Vanishing & Exploding Gradients
- Rectified Linear Unit (ReLU)
Regularization
Batch Normalization
References

Before 2000, deep neural networks could not be trained because computational costs were extremely high and none of the hardware back then could handle such intensive computation. By 2010, deep neural networks—a neural network with a lot of hidden layers—could be trained effectively. Compared to shallow networks, deep neural networks are more expressive and are capable of solving complex problems. However, naively increasing the number of layers and making the neural network deeper will cause problems in training. Deeper networks are prone to overfitting, and also have the vanishing gradient problem. In this post, we will discuss vanishing gradients and its solution, along with dropout which mitigates overfitting and finally batch normalization which solves the internal covariate shift problem.

Vanishing & Exploding Gradients

Previously, we frequently used the sigmoid activation function for our non-linear transformation in neural networks. One property of the sigmoid function is that its range is always (0,1). If the network gets deeper, it means activations are repeatedly multiplied through the chain rule and here is where the issue arises. Multiplying a value in the range (0,1) several times will cause the value to converge to 0. But the gradient has a multiplicative sigmoid derivative at each activation, since the derivative of sigmoid is

$$ \frac{\partial}{\partial x}\sigma (x) = \sigma (x) (1-\sigma (x)) $$

The gradient will then converge to 0 and the network will be unable to learn, since the gradient is near 0.

Similarly, if the gradient values are extremely big for various layers, the value may exponentially increase and become infinity or NaN, thus unable to train. This is called the exploding gradient problem.

Rectified Linear Unit (ReLU)

Since the derivatives of the activation function are the major terms of gradients, we can prevent gradient vanishing by replacing the sigmoid activation with another non-linear function. This is where we use ReLU (Rectified Linear Unit).
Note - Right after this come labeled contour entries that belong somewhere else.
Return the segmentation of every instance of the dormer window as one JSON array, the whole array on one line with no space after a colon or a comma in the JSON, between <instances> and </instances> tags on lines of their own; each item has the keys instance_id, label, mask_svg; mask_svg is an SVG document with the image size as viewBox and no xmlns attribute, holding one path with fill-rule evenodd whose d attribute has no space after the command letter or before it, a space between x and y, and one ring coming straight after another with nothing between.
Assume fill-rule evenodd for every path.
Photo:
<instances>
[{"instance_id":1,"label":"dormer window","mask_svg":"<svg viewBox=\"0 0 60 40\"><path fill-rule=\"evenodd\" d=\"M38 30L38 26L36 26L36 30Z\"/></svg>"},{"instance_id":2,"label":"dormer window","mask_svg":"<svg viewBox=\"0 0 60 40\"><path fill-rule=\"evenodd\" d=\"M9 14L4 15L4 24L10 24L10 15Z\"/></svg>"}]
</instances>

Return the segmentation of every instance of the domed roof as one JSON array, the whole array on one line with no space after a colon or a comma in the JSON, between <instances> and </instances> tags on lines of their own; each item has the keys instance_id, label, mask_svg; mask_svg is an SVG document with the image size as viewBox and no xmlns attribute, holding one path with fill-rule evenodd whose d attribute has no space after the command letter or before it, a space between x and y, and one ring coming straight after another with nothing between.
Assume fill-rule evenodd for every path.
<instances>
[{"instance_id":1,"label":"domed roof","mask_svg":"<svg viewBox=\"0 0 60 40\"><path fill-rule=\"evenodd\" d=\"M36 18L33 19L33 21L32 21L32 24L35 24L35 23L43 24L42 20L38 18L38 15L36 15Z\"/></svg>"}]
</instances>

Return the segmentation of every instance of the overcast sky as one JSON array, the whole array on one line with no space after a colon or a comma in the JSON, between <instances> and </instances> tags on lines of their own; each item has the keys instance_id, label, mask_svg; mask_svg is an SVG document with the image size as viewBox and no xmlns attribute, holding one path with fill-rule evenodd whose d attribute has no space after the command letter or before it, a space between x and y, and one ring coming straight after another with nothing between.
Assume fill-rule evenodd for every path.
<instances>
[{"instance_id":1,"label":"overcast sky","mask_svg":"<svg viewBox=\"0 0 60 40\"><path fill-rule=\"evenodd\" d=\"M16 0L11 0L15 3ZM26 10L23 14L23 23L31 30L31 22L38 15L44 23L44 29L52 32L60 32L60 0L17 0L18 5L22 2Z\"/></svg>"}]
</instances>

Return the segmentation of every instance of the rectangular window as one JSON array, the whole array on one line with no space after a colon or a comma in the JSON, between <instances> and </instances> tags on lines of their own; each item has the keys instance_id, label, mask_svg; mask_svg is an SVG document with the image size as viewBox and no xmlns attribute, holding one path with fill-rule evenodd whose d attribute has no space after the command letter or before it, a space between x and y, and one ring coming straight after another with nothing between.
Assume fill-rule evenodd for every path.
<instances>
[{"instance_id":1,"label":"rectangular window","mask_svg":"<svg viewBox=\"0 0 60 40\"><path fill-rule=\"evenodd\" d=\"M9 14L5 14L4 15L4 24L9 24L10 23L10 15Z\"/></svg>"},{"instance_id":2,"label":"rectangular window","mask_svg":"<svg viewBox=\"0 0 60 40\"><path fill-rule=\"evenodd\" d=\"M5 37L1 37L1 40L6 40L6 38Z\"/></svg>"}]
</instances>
ReLU is defined as follows.

$$ f(x) = \begin{cases} x\space (x > 0) \\\\ 0\space (x\le 0) \end{cases} $$

Its derivative will then become

$$ \frac{d}{dx}f(x) = \begin{cases} 1\space (x > 0) \\\\ 0\space (x\le 0) \end{cases} $$

Now every term which was the derivative of sigmoid is now replaced with 1 or 0. The values are binary, which is now simpler and lightweight, preserving previous gradient values. It is also non-linear, so it satisfies the non-linearity condition needed in activation functions.

ReLU significantly reduces the vanishing gradient problem and is computationally much more efficient than the sigmoid activation function. Despite these advantages, ReLU still has problems in very deep neural networks because they still suffer from optimization issues when the network has too many layers. This problem will be discussed in a future post.

The dying ReLU problem (aka knockout) is also an issue with ReLU because if all data have negative values, every gradient will be 0, thus making it impossible to learn. Alternative activation functions like Leaky ReLU and Swish are introduced for this reason.

Even with these issues, ReLU has become a de facto standard for activation functions and is now almost always used for the activation function of hidden layers.

Regularization

Another common problem when training neural networks is overfitting. Overfitting happens because either the neural network is trained too much, or the structure of the neural network is too complex. The former issue can be solved with early stopping, while the latter can be dealt with several approaches like weight decay, dropout, drop connect and stochastic pooling.

Early Stopping

Early stopping is literally stopping early, before the neural network gets overfitted. We know that training too much causes overfitting because it perfectly learns the given dataset, including any noise within the dataset. But how do we know at which point the model starts overfitting? At some point in training, the neural network model will give inaccurate results, meaning its error will increase at some point. But this is only the case when new data is given as input.

To determine when to stop and evaluate the neural network’s error properly, we need to use a portion of the dataset for training and another portion of data to set the stop point and another portion to evaluate those results without biased estimation. Each are called the training set, validation set and test set. The dataset can be split into 6:2:2, 7:1.5:1.5 or 8:1:1.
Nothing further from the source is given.